Aaron Boone or Johnny Knoxville? Let's ask Aaron!

I ran into Tom Brokaw in Washington DC once, on line to get a coffee.  A friend I was with says, "You won't go up and ask if he's Dan Rather."  I laugh, so I go up to Tom Brokaw and ask, are you Dan Rather.  I could tell immediately I was bothering him by his facial expression, and without skipping a beat he says, "No I'm Michael Jordan."  Then he walked away looking rather annoyed.

This story was equally entertaining. 

Since: Jun 10, 2010
Posted on: October 20, 2011 5:10 pm

Aaron Boone or Johnny Knoxville? Let's ask Aaron!

Awesome stuff Gregg!
I always thought the same thing about him - an absolute dead-ringer for Knoxville.

And I agree that we need more articles like this one - beats any NBA talk by a long way.

Since: Dec 25, 2006
Posted on: October 20, 2011 2:19 pm

Aaron Boone or Johnny Knoxville? Let's ask Aaron!

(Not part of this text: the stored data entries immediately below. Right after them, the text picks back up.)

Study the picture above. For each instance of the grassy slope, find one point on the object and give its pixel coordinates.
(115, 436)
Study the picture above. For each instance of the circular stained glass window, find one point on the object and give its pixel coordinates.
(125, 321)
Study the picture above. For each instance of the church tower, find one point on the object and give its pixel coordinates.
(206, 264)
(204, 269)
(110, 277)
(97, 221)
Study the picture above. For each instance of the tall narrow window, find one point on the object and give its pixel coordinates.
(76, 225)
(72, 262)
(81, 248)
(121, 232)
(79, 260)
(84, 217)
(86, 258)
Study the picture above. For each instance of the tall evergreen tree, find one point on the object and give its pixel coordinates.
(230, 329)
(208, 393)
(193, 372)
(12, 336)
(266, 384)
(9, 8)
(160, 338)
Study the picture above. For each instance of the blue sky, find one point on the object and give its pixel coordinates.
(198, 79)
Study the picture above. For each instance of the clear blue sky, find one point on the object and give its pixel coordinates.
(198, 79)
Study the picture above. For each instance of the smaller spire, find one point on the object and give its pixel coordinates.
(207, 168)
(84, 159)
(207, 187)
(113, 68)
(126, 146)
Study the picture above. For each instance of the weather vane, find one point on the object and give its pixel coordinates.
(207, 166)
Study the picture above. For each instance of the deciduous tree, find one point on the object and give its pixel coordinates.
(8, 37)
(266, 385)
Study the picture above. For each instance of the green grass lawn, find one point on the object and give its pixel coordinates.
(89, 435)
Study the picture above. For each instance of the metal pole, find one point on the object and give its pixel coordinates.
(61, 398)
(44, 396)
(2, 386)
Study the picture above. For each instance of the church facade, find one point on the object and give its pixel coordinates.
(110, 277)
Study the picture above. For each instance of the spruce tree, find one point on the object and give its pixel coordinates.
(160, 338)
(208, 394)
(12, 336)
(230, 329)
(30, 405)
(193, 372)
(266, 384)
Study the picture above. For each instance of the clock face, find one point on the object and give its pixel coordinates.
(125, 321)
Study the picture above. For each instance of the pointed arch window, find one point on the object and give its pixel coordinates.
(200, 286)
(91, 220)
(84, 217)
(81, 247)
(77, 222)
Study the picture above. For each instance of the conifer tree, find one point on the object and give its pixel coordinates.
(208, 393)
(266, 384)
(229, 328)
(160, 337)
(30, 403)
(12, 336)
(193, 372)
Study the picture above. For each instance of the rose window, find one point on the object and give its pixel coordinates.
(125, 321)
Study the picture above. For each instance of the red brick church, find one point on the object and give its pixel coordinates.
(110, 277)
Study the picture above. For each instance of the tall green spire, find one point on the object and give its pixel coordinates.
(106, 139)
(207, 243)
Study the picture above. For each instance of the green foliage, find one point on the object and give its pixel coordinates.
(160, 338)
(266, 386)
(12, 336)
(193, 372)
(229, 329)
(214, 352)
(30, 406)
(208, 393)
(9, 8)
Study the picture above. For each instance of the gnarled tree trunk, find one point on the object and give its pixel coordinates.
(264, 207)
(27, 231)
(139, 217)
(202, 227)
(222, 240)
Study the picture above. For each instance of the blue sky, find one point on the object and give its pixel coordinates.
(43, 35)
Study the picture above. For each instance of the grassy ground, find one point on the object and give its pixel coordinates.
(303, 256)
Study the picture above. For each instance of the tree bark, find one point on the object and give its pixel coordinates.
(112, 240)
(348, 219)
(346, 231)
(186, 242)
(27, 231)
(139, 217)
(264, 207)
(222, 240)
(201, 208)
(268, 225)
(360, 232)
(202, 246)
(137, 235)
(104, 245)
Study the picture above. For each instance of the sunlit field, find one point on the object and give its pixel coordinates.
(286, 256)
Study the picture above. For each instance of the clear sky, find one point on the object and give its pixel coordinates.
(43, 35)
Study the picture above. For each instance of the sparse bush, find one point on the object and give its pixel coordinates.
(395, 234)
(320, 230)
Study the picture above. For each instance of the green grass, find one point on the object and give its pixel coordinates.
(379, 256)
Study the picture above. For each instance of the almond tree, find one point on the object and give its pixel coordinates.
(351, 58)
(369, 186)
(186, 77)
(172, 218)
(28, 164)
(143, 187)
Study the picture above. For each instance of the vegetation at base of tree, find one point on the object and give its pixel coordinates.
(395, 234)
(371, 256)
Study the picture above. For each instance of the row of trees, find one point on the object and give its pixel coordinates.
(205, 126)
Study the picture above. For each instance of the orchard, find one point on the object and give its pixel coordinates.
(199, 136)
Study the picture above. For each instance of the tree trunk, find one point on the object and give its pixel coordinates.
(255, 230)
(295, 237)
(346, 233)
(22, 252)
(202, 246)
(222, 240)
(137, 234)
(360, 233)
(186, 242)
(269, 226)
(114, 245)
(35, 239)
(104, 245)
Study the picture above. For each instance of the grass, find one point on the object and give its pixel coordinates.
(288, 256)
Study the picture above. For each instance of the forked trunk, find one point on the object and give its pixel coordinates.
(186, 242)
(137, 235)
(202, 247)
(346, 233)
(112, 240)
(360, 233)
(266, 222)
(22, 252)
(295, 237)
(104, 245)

Hahahaha Xris! Too bad you didn't end up, you know, dating one of those women. Assuming they were pretty. And you're single. Yeeesh.

Since: May 8, 2007
Posted on: October 20, 2011 11:38 am

Aaron Boone or Johnny Knoxville? Let's ask Aaron!

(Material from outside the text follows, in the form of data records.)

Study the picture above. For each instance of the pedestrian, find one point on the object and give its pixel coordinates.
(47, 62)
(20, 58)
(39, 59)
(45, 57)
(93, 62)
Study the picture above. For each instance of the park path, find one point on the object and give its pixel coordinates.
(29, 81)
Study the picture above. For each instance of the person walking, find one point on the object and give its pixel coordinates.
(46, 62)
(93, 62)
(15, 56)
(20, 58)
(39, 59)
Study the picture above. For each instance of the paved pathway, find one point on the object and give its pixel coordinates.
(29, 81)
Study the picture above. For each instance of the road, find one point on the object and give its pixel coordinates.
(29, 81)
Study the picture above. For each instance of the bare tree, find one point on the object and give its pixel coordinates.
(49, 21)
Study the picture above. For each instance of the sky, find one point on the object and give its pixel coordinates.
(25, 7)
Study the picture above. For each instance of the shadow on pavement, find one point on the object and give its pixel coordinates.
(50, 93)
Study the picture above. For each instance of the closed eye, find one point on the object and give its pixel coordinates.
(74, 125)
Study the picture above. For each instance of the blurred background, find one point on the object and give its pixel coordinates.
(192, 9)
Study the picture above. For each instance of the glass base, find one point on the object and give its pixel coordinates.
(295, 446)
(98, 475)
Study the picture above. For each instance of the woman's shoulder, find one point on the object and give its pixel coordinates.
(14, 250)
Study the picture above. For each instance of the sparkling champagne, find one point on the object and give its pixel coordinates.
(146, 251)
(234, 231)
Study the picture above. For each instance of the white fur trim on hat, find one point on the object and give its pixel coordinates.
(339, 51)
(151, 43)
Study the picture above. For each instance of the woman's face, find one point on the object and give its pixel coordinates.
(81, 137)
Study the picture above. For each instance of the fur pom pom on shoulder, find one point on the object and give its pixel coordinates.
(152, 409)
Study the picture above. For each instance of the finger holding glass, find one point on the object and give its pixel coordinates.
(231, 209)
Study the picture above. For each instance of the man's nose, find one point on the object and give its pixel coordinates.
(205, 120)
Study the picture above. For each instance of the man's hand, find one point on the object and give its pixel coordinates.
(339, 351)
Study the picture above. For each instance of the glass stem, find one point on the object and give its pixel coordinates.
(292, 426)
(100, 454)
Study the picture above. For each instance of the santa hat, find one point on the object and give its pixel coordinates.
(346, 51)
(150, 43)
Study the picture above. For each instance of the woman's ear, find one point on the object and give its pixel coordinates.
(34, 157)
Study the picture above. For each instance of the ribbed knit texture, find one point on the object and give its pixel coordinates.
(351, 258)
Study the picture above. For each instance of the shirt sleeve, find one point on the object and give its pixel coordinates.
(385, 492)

Maybe there isn't any real point to this blog post Doyel, but I'd rather read articles like this than anymore about the NBA. Actually had something similar happen to me a few years ago. I'm a Canadian, and there is a recording artist up here who evidently I look a little like. The Canadian Country Music Awards were in my home town a few years ago, and as I walked into a store I was accosted by 3 women who wanted my autograph, thinking I was an artist named George Canyon. After I tried multiple times to explain to them that they were mistaken, they insisted I was lying and asked me to sign an autograph anyway. When I signed my own name, one lady cussed me out and told me she wouldn't buy any more of my CD's. Sorry bout that George!